Chapitre 2

    Sa queue tricolore frétillante, Wendy avance devant moi, de sa démarche lente, mais vive. Elle s'arrête souvent, renifle, comme si elle cherche quelque chose, tournant la tête d'un côté et de l'autre, puis se remet à marcher, comme si rient de s'est passé. Papa et Maman disent qu'elle fait ça car elle ne voit plus bien, qu'elle devient aveugle. Ils affirment aussi qu'elle se fait vieille ; mais c'est faux, elle n'est pas vieille ! Si on est vieux, cela veut dire qu'on va bientôt mourir. Mais Wendy n'a pas le droit de mourir... si ?

   Oh, tiens, elle s'est encore arrêtée, retroussant sa truffe, comme si une odeur nauséabonde lui parvient. Je continue à avancer, et, lorsque la laisse accrochée à son collier rouge se tend, elle court me rattraper, aussi vite que ses vielles pattes le lui permettent. Ses beaux yeux bleus de la couleur de l'eau pure d'un lac de montagne se fixent sur les miens ; je lis dans son regard qu'elle commence à fatiguer.

   « Faisons une pause alors Wen', je la rassure en lui caressant la tête avec douceur. »

   Ma jolie chienne se dirige vers un banc vide, comme si elle a compris ce que je viens de lui annoncer. Assis, je lui tapote tendrement le dos, distraitement. Mon regard glisse sur les quelques personnes présentes dans le petit parc se trouvant en face de chez moi.

   Tous me fixent d'un air étrange, comme si je suis un monstre qui s'apprête à les dévorer.

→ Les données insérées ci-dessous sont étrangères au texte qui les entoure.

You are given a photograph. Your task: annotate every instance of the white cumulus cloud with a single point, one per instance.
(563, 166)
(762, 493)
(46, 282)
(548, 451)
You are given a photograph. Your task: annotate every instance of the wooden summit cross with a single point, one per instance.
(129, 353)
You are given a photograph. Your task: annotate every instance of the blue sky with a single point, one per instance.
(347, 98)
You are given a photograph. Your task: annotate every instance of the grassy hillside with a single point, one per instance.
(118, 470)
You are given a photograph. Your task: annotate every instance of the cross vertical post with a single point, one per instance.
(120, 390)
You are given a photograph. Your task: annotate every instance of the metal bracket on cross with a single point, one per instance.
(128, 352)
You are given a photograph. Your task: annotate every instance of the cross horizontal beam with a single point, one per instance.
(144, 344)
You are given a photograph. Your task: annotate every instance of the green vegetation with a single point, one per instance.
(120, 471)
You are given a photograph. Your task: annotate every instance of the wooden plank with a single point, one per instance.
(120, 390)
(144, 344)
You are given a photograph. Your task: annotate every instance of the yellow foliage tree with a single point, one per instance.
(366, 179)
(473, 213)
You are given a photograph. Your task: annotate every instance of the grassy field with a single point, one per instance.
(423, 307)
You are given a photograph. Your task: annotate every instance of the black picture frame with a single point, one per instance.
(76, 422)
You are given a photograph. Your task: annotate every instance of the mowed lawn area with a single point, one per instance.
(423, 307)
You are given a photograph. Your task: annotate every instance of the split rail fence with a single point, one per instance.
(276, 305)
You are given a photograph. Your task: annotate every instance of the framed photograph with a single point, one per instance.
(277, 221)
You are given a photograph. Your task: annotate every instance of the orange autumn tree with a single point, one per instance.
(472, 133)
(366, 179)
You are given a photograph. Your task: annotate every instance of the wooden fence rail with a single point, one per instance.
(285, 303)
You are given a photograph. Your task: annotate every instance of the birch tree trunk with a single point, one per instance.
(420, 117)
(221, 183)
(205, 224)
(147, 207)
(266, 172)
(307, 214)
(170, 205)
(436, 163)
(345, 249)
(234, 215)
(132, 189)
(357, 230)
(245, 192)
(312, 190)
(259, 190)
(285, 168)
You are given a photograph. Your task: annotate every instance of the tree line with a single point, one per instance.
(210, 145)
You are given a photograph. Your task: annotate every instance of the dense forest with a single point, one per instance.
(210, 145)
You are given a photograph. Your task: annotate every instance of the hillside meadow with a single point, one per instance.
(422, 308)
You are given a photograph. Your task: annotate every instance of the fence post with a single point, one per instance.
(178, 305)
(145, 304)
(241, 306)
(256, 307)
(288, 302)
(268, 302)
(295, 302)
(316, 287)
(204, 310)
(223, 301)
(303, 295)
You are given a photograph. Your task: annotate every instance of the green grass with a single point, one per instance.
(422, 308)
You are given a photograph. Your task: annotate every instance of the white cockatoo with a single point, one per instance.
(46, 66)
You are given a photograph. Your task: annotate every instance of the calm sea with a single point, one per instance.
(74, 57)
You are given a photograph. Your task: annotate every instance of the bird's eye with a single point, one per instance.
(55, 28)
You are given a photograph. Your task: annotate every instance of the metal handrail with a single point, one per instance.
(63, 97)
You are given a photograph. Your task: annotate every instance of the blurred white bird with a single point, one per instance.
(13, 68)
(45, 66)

Comme si je suis une erreur de la nature. Qu'ont-ils à toujours me regarder comme cela ? Est-ce car je ne vais pas à ce qu'ils appellent l'école ? Tous détournent vite la tête lorsque nos yeux se croisent, comme si ils ont honte de m'avoir accordé ne serait-ce un instant de leur attention. Comme si je ne mérite pas d'exister à leurs yeux.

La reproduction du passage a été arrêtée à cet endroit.